Einstweilige Anordnung wegen angeblicher Versiegelung abgewiesen – fehlender Anordnungsanspruch
KI-Zusammenfassung
Die Antragstellerin beantragte per einstweiliger Anordnung die Verhängung eines Ordnungsgeldes für künftige rechtswidrige Eingriffe bzw. Versiegelungen. Teile des Antrags wurden zurückgenommen und eingestellt; der verbleibende Antrag wurde zurückgewiesen. Das Gericht stellte fest, dass es an einem Anordnungsanspruch (§ 123 VwGO) fehlt und der Antrag teilweise inhaltlich nicht hinreichend bestimmt ist. Die Antragstellerin trägt die Kosten; Streitwert 3.750 EUR.
Ausgang: Antrag auf einstweilige Anordnung mangels Anordnungsanspruch und wegen Unbestimmtheit des Begehrens abgewiesen; teilweise Einstellung nach Rücknahme.
Abstrakte Rechtssätze
Für den Erlass einer einstweiligen Anordnung nach § 123 Abs. 1 VwGO ist ein Anordnungsanspruch erforderlich; liegt kein gegenwärtiger oder zurechenbarer Eingriff durch den Antragsgegner vor, fehlt der Anordnungsanspruch.
Ein Antrag auf Verhängung eines pauschalierten Ordnungsgeldes für zukünftige, nicht näher bestimmte Rechtsverstöße kann unzulässig sein, wenn der Inhalt des Begehrens nicht hinreichend bestimmt ist.
Die Zurücknahme eines Antrags führt zur Einstellung des Verfahrens nach § 92 Abs. 3 VwGO.
Zum Nachweis des Anordnungsanspruchs bedarf es konkreter tatsächlicher Anhaltspunkte für tatsächliche oder unmittelbar bevorstehende Rechteingriffe; bloße Befürchtungen genügen nicht.
Tenor
Soweit die Antragstellerin den Antrag zurückgenommen hat, wird das Verfahren eingestellt.
Im übrigen wird der Antrag zurückgewiesen.
Die Antragstellerin trägt die Kosten des Verfahrens.

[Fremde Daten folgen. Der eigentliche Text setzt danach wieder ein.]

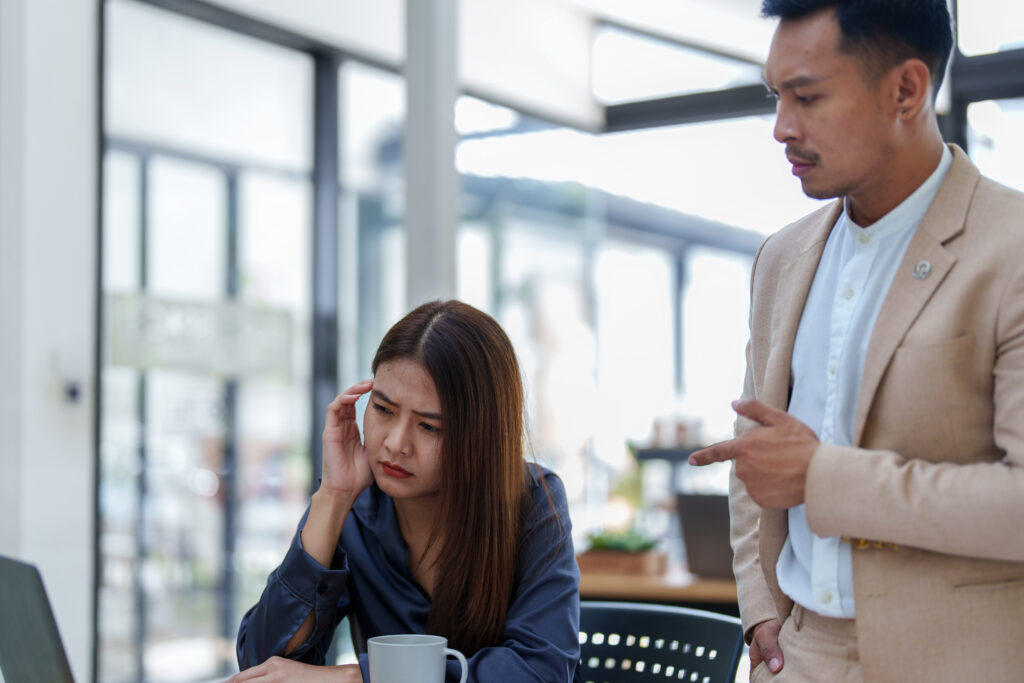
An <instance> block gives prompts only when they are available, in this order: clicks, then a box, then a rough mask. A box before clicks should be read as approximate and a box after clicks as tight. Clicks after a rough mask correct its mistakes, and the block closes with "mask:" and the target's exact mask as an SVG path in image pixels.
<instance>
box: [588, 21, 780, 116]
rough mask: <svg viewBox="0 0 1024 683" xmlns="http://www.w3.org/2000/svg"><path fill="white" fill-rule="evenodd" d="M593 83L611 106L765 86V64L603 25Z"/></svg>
mask: <svg viewBox="0 0 1024 683" xmlns="http://www.w3.org/2000/svg"><path fill="white" fill-rule="evenodd" d="M592 55H593V62H592V66H591V80H592V83H593V88H594V95H595V96H596V97H597V98H598V100H600V101H601V102H603V103H605V104H615V103H620V102H625V101H630V100H636V99H650V98H654V97H664V96H667V95H681V94H686V93H692V92H699V91H703V90H724V89H726V88H731V87H736V86H739V85H753V84H755V83H760V82H761V65H760V63H754V62H751V61H741V60H739V59H735V58H731V57H726V56H721V55H718V54H715V53H713V52H709V51H706V50H700V49H696V48H692V47H686V46H684V45H680V44H678V43H670V42H668V41H664V40H658V39H656V38H651V37H649V36H645V35H643V34H639V33H635V32H633V31H627V30H624V29H620V28H617V27H613V26H607V25H602V26H599V27H598V28H597V30H596V31H595V33H594V46H593V51H592Z"/></svg>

Der Wert des Streitgegenstandes wird auf 3.750,- Euro festgesetzt.
Gründe
Soweit die Antragstellerin den Antrag zurückgenommen hat, wird das Verfahren in entsprechender Anwendung des § 92 Abs. 3 VwGO eingestellt.
Der verbliebene Antrag,
den Antragsgegner im Wege der einstweiligen Anordnung dahingehend zu verurteilen, dass er für jeden weiteren Fall des rechtswidrigen Eingriffs in den Geschäftsbetrieb der Antragstellerin bzw. jede weitere rechtsgrundlose Versiegelung ihrer Geschäftsräume ein Ordnungsgeld in Höhe von 500.000 Euro an eine gemeinnützige Einrichtung zu zahlen hat,,
hat keinen Erfolg.
Es kann dahinstehen, ob der Antrag in der gewählten Form - insbesondere auch im Hinblick auf den nicht hinreichend bestimmten Inhalt - überhaupt statthaft ist.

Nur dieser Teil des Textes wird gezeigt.